The idea of many universes evolving through time is not new. David Hume noted in 1779 that many prior universes “might have been botched and bungled throughout an eternity ere this system.” In the light of recent scientific findings, our universe is revealing itself to be a profoundly unified system in which the interrelations of all the parts, moment-by-moment, determine the condition of the whole.

Our universe is infused with an immense amount of energy, and is being continuously regenerated in its entirety, while making use of a capacity or consciousness throughout. As an evolving, growing, and learning system, it is natural that freedom exists at the quantum foundations of the universe. It even appears that the universe has the ability to reproduce itself through the mechanism of black holes. When we put all of these properties together, it suggests an even more spacious view of our cosmic system.

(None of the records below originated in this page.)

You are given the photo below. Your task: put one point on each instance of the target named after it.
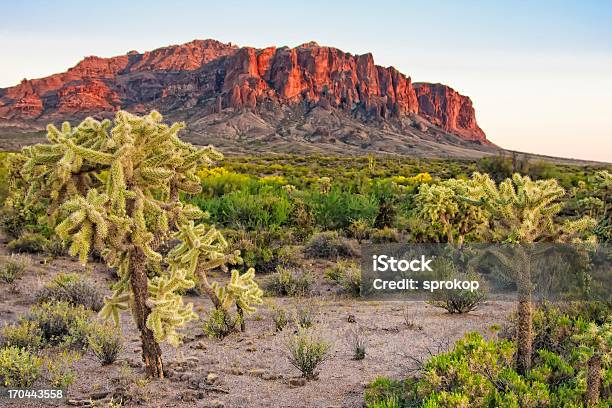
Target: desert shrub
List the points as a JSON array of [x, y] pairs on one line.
[[264, 250], [30, 242], [74, 289], [279, 316], [360, 229], [264, 210], [346, 274], [357, 342], [19, 368], [555, 327], [290, 282], [305, 313], [330, 244], [59, 371], [55, 247], [336, 209], [384, 236], [481, 373], [458, 301], [219, 323], [106, 342], [385, 392], [60, 322], [25, 335], [307, 351], [12, 268], [217, 181]]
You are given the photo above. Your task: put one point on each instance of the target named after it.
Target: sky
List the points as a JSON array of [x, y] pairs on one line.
[[539, 72]]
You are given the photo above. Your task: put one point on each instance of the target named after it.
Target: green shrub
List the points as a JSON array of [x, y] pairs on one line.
[[307, 351], [357, 342], [264, 250], [279, 316], [105, 342], [12, 268], [360, 229], [219, 323], [384, 236], [19, 368], [290, 282], [60, 322], [384, 392], [74, 289], [267, 209], [346, 274], [336, 209], [26, 335], [481, 373], [305, 313], [330, 244], [30, 242], [59, 371], [55, 247], [456, 301]]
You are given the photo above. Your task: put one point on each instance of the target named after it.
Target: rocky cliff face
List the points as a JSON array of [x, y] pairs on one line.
[[203, 78], [445, 107]]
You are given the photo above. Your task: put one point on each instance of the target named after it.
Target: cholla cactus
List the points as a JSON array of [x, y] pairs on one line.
[[117, 191], [203, 248], [443, 208], [523, 211]]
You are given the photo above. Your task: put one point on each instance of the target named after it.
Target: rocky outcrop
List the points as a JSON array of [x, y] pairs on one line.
[[207, 77], [445, 107]]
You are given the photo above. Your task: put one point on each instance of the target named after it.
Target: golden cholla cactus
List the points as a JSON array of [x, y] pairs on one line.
[[203, 248], [114, 187], [445, 212], [524, 210]]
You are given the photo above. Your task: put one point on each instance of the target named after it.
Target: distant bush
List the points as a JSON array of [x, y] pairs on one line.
[[458, 301], [59, 371], [19, 368], [290, 282], [12, 268], [358, 343], [360, 229], [74, 289], [279, 316], [264, 250], [30, 242], [305, 313], [60, 322], [219, 323], [346, 274], [384, 392], [384, 236], [25, 335], [105, 342], [307, 351], [330, 244], [337, 209], [264, 210]]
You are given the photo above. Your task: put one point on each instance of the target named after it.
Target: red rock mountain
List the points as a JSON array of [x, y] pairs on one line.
[[309, 93]]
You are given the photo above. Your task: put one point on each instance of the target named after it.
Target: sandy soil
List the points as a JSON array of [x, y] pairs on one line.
[[251, 369]]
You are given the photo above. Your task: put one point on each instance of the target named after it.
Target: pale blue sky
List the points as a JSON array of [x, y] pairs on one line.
[[539, 72]]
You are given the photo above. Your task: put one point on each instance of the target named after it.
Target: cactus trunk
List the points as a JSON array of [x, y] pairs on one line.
[[151, 352], [524, 337], [593, 380]]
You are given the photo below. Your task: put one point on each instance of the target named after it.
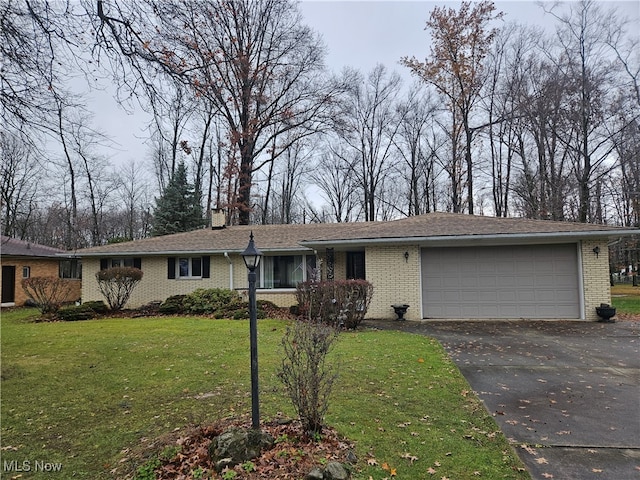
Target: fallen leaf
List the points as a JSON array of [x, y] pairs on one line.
[[408, 456]]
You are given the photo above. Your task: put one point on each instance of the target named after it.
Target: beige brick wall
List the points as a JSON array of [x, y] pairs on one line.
[[39, 268], [154, 284], [394, 279], [595, 276]]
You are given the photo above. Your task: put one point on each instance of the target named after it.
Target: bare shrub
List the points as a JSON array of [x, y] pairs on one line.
[[307, 373], [117, 283], [49, 293], [341, 303]]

Our universe is a living system of elegant design that was born from and is continuously regenerated within an even larger universe. We are living within a “daughter universe” that, for twelve billion years, has been living and growing within the spaciousness of a Mother universe. The Mother Universe may have existed forever, holding countless daughter universes in its grand embrace while they grow and mature through an eternity of time.